Solway demanded they start back to the campsite as soon as possible when she’d returned from the supermarket, despite the fact they’d be driving into the night. Their hasty departure had been a little too exciting, especially when accompanied by questions Bart couldn’t answer.

‘I don’t even know where it is,’ he said as she shuttled him to the old Discovery. ‘It could be bloomin’ anywhere, Sol, we were all over the southwest escarpment on the weekend.’

‘We’ll find it,’ she’d replied, almost throwing him towards the passenger door. She ignored his masculine mutters of surprise. ‘Just get in the car and put on your seatbelt.’

‘I am NOT a child,’ he muttered, hunching down in his seat and refusing to suck his thumb.

She’d ignored him and started the engine.

By the time they’d hit the bridge two hours later, Solway had made the decision to go offroad.

‘We’ll take this one.’ She slowed and nodded at a fire break rising beyond the reflective posts. ‘Might be a little bit faster getting back to where we were last.’

‘You don’t even know if that’s where it was,’ he protested but again she ignored him.

That’s when things got a little hairy.

He’d always trusted Solway, but after the hour and a half drive into the oncoming night, it was almost like something possessed her. The headlights of the Land Rover waved crazily over the darkened scene as the trail entered a local forest. Low bushes began to scrape the side of the vehicle and slid underneath the chassis with inhuman shrieks. Bart became quite sure his life was at risk — despite the fact they were only doing about ten k’s an hour.

‘Do we know this track,’ he asked. ‘Doesn’t look like it’s been used for quite a while.’ He peered out the window at very large trees and dense shrubbery. It looked very dark out there.

‘No,’ Solway answered, and he noticed her grip on the steering wheel changed. ‘I don’t want to break a thumb,’ she muttered at his silent question.

Bart blinked furiously and turned off the radio. That’s when he began to feel like popcorn in a frying pan.

They lurched and jerked over holes, his shoulder hitting the door with frequent abandon. He was quite positive it would bruise his sensitive skin. Branches swiped at the windscreen, scarred trunks of the occasional eucalypt leapt up in front of them, and it seemed only Solway’s impressive reaction time was stopping them from hitting anything at all.

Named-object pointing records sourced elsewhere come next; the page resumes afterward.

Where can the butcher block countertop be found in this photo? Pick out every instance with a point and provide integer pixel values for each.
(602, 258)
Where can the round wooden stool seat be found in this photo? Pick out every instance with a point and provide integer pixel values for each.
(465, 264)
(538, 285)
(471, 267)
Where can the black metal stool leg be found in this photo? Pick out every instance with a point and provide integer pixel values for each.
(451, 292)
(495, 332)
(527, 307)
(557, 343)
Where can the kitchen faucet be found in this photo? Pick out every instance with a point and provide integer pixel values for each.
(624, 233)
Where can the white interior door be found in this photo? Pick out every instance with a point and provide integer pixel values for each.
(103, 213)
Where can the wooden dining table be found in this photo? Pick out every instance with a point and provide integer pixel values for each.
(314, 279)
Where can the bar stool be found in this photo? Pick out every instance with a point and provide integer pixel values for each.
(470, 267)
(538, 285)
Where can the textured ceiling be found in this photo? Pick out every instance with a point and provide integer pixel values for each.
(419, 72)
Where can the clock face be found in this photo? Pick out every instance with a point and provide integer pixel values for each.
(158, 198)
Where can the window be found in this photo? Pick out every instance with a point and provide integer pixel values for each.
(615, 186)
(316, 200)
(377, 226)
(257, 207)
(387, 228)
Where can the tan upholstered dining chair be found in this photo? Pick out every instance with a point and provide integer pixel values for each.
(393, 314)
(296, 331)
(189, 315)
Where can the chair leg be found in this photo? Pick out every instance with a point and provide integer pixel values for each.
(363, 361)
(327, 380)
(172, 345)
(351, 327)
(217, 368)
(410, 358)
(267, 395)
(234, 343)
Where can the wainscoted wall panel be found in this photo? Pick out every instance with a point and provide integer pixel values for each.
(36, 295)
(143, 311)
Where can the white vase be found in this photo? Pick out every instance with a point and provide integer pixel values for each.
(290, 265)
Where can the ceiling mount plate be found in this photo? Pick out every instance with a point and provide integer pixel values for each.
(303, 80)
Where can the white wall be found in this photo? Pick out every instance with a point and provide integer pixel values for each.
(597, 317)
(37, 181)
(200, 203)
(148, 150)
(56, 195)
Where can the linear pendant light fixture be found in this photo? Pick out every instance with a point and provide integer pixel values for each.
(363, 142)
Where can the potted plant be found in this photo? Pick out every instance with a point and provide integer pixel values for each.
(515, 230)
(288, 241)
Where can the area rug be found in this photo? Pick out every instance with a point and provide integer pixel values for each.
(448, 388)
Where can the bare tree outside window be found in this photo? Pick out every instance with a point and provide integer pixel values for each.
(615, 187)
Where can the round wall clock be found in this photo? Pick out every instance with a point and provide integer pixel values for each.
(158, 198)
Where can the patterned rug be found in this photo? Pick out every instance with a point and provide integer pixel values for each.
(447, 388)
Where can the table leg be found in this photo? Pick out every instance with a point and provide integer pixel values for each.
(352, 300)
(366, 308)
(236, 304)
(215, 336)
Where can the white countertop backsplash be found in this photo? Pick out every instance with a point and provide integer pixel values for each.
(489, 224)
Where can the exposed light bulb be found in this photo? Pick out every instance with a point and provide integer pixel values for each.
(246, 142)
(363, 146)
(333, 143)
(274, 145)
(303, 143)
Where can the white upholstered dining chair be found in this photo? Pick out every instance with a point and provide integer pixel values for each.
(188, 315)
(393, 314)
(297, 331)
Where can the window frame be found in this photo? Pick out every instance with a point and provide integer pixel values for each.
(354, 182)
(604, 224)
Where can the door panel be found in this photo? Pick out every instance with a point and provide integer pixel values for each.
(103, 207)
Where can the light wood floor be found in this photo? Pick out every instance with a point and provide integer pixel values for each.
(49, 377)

He was not sure whether he should tell her he loved her, or ask her to stop. He settled with holding onto his seat and the handle above the door for dear life.

They finally came to a halt after a descent onto level ground where the sand that had slowly replaced the firm dirt of the hill became too soft. Solway’s grim face, after a quick inspection of the vehicle with a flashlight revealed a flicked-up branch had pierced the back tyre, had him assuming they had not yet replaced the spare. They’d have to doss down here for the night.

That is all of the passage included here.